See #8578 for background
We currently have a few places in Spring Boot where we create temporary folders without the ability to opt-out. We should review these for users that wish to create immutable containers.
We can't make any guarantees that it will always possible to run an immutable container, we can only ensure that Spring Boot itself can run without creating temporary files. For example, we could update UndertowServletWebServerFactory so that it doesn't call deployment.setTempDir, but we can't guarantee that DeploymentInfo.requireTempPath() isn't called when the container runs (e.g. because of multi-part uploads).
Comment From: wilkinsona
If we make it possible to opt in to temporary directories not being created, anyone using the servlet stack will no longer have a spec-compliant container. Section 4.8.1 of the Servlet 4 spec states the following:
A temporary storage directory is required for each servlet context. Servlet containers must provide a private temporary directory for each servlet context, and make it available via the javax.servlet.context.tempdir context attribute. The objects associated with the attribute must be of type java.io.File.
Jetty, for example, requires a temporary directory to be configured on the WebAppContext for the javax.servlet.context.tempdir attribute to be configured.

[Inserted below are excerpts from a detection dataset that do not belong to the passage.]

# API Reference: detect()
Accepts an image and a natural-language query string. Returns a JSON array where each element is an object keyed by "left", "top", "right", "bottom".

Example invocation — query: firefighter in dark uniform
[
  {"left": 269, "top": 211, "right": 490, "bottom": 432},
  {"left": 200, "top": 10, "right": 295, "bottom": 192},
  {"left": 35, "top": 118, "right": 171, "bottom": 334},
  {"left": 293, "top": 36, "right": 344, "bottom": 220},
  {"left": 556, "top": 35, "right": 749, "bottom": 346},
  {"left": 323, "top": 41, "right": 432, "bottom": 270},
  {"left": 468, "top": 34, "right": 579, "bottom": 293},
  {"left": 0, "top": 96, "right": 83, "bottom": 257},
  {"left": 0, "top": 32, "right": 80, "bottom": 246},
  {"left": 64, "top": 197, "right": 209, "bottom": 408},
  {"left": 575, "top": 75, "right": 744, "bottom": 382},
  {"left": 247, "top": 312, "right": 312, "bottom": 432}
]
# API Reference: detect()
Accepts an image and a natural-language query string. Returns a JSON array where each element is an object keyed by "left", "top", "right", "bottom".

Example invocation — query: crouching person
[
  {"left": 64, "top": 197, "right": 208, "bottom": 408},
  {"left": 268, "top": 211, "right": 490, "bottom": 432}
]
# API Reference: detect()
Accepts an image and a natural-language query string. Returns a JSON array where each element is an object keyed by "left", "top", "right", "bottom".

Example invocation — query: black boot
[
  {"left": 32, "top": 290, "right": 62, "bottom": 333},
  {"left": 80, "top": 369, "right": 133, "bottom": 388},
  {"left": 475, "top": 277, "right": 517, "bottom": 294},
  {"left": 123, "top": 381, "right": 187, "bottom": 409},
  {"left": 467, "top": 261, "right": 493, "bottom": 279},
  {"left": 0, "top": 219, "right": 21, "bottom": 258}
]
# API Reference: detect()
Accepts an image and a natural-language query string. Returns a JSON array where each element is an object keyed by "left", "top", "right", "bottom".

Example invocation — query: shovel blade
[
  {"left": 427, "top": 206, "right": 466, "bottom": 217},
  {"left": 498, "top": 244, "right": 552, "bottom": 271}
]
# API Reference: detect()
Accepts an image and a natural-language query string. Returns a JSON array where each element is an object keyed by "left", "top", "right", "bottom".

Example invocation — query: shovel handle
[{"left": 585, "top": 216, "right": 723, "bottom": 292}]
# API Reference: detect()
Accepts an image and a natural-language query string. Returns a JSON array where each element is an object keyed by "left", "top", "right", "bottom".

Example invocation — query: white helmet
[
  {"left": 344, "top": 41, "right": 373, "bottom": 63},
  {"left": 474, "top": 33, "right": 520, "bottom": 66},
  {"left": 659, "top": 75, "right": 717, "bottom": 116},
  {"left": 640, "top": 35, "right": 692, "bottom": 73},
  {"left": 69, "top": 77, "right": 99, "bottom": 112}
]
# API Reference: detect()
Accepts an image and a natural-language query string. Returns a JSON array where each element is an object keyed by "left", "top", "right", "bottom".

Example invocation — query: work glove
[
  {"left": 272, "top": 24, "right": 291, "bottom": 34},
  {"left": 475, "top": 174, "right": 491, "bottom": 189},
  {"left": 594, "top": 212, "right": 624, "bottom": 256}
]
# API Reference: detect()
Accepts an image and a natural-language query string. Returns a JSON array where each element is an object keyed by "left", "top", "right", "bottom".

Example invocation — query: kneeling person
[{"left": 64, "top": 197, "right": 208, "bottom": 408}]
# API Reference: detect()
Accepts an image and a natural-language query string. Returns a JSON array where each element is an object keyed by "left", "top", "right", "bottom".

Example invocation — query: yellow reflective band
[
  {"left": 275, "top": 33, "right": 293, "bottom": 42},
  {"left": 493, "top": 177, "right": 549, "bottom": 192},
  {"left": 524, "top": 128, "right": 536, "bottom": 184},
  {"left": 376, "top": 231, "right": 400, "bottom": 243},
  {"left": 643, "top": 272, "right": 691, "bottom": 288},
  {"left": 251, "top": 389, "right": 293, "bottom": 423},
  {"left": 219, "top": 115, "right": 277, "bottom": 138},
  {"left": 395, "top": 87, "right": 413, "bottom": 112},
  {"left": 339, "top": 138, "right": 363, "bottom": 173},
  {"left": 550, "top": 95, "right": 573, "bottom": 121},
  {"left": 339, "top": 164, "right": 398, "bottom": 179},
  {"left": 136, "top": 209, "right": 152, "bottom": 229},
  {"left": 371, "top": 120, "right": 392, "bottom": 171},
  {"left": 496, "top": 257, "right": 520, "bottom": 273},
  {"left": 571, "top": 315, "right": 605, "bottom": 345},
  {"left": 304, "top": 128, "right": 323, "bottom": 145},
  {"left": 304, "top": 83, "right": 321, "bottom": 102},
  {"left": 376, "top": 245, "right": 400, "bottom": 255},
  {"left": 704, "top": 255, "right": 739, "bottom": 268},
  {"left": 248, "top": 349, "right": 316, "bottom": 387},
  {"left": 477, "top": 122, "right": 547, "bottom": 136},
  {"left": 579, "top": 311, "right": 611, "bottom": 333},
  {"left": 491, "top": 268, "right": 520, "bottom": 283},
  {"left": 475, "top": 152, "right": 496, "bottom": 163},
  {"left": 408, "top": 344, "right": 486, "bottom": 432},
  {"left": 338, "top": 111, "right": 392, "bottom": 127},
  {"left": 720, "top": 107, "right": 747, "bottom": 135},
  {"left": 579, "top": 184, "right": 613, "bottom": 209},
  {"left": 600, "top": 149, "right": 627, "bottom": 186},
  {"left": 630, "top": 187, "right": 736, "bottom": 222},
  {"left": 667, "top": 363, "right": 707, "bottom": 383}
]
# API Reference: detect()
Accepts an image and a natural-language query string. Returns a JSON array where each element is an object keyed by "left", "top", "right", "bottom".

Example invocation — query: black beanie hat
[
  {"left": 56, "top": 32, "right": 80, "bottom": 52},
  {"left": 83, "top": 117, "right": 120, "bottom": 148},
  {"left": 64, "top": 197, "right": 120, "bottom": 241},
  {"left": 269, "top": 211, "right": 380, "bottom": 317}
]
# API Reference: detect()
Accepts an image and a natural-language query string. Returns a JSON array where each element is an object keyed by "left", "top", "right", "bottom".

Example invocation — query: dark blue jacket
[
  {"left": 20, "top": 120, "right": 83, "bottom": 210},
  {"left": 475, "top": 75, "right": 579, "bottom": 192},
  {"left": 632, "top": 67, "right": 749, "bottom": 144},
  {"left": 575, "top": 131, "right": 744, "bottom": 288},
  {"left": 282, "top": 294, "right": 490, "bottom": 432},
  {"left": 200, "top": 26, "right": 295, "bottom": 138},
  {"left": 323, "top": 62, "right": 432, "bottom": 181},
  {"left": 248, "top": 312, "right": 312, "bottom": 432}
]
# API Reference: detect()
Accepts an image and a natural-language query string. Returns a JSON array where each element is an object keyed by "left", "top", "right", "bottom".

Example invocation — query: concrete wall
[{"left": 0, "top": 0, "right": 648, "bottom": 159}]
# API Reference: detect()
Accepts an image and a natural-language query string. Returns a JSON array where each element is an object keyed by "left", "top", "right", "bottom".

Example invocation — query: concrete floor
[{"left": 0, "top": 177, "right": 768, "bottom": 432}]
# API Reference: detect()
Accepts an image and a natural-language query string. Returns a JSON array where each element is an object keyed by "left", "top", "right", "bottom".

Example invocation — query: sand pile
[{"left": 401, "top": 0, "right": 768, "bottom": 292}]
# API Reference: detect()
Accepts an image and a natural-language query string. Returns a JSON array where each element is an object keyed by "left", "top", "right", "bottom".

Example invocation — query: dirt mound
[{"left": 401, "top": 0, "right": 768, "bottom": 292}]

Comment From: jburke-godaddy
In the background issue 8578, the requester commented on the servlet stack compliance aspect. For people who want compliance, they need not opt-in. For those who don't need file creation, the security benefits of a read-only filesystem might be well worth not having a servlet stack which is not 100% compliant.
Comment From: ivankatliarchuk
2+ years to make a decision. Due of this feature/bug, we are not able to enforce in Kubernetes following security measures for all the Java applications.
securityContext:
readOnlyRootFilesystem: true
Read-only root filesystem helps to enforce an immutable infrastructure strategy. The container should only write on mounted volumes that can persist, even if the container exits.
Using an immutable root filesystem and a verified boot mechanism prevents against attackers from "owning" the machine through permanent local changes. An immutable root filesystem can also prevent malicious binaries from writing to the host system.
Comment From: wilkinsona
@ivankatliarchuk A decision has been made and we intend to reduce our use of createTempFile. It is not, however, a high priority and the issue being in the general backlog reflects that.
As far as we know, there's nothing stopping you from configuring a Spring Boot application to use a read only root filesystem. You may need to use the java.io.tmpdir property to control the location of the temporary directory. Various options are discussed in #8578, this comment in particular may be of interest.